Etiology and Pathophysiology of ACS in LC
Several important considerations make the etiology and pathophysiology of ACS unique in patients with LC when compared to the general population.
The liver is a site of synthesis of most pro-coagulant and anticoagulant factors, which are collectively involved in the process of fibrinolysis. At the same time, it acts as a port in clearance of hemostatic and fibrinolytic proteins. Therefore, LC predisposes to a labile equilibrium of thrombosis and bleeding, the so called "rebalanced" hemostatic system (Figure 2). So, even those LC patients with low platelet counts or prolonged coagulation parameters have an increased tendency to present with arterial or venous thrombosis. From a clinical perspective, the common misperception that patients with LC are "auto-anticoagulated" and thereby protected from thrombotic disease frequently leads to inadequate dosing of antithrombotic agents. NAFLD patients have a similar metabolic as well as inflammatory milieu as observed in CAD. It is possible that this "double-hit" of cardiometabolic syndrome and hepatic dysfunction contribute to worse outcomes in this group. The presence of hypernatremia is associated with poor short- and long-term prognoses in LC patients presenting with ACS.

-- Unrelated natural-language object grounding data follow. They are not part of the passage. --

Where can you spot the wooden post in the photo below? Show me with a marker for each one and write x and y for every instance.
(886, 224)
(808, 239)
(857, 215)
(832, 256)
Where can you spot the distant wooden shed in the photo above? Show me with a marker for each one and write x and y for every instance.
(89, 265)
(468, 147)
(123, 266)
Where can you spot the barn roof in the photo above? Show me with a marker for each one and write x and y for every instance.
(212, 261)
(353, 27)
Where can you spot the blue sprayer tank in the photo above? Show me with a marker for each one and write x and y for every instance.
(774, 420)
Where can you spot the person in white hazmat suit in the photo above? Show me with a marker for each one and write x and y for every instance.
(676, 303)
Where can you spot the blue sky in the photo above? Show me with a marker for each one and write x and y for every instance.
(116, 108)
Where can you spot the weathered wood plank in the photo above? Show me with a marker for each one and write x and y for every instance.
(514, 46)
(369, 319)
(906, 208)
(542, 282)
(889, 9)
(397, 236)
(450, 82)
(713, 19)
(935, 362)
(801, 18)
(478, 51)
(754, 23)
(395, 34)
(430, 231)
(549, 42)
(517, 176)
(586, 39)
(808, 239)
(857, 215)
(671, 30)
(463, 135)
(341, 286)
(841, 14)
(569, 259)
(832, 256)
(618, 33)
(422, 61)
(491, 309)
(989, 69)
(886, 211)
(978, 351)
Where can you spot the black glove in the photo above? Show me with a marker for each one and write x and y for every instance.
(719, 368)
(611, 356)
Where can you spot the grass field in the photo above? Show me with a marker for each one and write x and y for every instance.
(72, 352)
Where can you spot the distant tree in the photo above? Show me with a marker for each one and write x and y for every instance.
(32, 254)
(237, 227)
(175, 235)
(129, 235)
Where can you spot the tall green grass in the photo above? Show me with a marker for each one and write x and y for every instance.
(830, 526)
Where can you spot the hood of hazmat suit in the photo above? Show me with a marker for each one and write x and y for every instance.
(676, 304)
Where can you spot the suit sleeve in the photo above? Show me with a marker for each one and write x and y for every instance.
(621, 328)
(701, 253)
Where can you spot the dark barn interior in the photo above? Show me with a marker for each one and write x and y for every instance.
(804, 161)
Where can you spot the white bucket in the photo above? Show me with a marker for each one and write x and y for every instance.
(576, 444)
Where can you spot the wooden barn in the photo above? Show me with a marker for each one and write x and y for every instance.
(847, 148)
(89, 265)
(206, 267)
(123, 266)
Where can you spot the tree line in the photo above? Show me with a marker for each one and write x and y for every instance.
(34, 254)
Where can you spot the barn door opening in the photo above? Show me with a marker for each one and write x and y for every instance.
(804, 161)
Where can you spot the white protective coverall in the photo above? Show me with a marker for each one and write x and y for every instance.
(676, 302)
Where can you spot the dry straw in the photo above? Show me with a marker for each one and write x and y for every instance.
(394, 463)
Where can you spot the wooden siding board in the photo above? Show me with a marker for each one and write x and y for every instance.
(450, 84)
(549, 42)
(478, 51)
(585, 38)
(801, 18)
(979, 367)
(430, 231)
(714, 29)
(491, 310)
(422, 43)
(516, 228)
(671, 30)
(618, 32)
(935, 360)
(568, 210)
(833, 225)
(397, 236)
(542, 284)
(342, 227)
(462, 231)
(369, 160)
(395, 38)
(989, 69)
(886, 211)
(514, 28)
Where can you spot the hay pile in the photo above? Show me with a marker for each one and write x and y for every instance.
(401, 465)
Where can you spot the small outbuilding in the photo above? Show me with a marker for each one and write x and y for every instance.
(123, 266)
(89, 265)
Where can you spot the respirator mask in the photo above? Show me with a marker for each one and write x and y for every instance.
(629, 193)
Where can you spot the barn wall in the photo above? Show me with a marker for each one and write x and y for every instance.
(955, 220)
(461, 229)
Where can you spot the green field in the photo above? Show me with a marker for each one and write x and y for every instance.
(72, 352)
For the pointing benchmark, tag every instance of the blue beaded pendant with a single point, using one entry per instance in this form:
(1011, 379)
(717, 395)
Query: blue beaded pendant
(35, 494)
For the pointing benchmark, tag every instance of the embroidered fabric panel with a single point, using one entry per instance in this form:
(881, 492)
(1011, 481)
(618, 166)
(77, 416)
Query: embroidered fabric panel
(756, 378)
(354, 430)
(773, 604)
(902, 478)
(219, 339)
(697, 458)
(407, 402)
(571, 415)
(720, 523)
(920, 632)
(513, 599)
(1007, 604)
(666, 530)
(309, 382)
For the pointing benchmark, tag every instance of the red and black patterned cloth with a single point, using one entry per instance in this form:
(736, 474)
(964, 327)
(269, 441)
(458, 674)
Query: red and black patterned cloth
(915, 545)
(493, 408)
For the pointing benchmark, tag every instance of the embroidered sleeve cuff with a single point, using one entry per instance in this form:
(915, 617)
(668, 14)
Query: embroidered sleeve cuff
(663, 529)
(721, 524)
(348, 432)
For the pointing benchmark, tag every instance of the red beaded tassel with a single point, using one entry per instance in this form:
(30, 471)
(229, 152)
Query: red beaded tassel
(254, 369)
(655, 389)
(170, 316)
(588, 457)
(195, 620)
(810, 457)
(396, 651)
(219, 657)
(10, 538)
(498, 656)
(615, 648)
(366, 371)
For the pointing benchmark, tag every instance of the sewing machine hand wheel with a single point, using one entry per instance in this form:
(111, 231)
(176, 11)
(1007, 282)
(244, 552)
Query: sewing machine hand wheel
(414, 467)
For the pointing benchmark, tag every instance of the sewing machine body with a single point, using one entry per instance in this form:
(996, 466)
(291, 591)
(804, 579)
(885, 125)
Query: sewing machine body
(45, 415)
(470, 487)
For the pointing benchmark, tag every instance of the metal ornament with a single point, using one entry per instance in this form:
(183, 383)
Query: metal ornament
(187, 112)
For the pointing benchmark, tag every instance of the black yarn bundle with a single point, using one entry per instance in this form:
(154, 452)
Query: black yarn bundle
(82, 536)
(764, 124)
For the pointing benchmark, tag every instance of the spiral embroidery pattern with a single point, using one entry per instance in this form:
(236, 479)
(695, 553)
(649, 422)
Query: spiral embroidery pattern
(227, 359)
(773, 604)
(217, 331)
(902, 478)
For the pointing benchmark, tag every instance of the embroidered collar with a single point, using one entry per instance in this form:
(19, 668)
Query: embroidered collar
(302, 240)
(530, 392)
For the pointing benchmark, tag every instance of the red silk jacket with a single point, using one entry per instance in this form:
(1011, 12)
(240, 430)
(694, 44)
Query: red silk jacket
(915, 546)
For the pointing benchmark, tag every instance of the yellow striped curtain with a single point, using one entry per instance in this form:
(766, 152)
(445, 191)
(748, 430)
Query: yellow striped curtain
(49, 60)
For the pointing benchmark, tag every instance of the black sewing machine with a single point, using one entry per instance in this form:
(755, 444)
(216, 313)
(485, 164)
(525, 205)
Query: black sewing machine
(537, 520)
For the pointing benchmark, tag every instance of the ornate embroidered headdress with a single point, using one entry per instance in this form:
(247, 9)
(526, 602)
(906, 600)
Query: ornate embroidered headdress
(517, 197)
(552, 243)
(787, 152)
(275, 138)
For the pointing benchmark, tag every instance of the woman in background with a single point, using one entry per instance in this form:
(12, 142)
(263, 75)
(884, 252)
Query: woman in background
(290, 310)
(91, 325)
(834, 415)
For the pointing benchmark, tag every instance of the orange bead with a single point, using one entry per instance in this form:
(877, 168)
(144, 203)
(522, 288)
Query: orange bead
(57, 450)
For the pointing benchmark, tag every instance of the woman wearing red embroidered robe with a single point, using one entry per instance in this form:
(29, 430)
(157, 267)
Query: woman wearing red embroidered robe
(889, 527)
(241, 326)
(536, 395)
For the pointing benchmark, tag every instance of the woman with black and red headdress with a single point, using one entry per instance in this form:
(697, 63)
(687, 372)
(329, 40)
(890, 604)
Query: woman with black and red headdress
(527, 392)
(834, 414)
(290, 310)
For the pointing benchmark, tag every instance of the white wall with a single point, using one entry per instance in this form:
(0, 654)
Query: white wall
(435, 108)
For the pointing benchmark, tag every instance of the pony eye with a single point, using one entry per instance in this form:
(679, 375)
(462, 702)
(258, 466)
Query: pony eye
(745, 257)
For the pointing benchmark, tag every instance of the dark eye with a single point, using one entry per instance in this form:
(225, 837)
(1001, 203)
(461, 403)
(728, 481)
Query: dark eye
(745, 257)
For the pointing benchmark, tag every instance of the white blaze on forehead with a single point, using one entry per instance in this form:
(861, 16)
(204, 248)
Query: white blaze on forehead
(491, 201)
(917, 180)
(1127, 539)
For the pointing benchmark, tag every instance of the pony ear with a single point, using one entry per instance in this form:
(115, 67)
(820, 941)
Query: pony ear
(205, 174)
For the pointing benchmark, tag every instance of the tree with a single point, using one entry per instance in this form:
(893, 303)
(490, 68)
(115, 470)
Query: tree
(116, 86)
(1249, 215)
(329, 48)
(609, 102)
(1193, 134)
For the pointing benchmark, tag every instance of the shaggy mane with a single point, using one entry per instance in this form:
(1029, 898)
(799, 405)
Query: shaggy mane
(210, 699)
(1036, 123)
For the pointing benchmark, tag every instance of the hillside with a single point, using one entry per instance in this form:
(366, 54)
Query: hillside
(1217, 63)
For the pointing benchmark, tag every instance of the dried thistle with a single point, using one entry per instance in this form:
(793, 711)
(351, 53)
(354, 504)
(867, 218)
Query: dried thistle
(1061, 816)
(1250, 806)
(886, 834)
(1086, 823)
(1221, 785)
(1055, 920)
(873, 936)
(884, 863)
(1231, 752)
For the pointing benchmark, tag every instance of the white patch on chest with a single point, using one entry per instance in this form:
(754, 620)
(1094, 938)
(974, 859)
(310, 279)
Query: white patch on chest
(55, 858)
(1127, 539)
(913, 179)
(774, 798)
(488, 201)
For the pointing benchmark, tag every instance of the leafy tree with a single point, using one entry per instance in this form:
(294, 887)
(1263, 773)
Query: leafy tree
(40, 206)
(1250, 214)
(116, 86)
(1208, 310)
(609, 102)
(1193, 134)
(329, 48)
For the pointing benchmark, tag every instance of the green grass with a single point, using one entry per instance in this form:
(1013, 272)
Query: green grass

Schematic description of abnormalities of hemostatic mechanisms in LC patients. ADAMTS13 a disintegrin and metalloproteinase with a thrombospondin type 1 motif-member 13, AT III antithrombin III, LC liver cirrhosis, NO nitric oxide, PAI-1 plasminogen activator inhibitor-1, PC protein C, PS protein S, TAFI thrombin activatable fibrinolysis inhibitor, tPA tissue plasminogen activator, vWF von Willebrand factor
LC is a dynamic disease that adversely and mutually aggravates other organs such as the heart. The Child–Pugh classification has been used to assess the degree of severity as well as the subsequent risk of performing interventions in LC patients (Table 1).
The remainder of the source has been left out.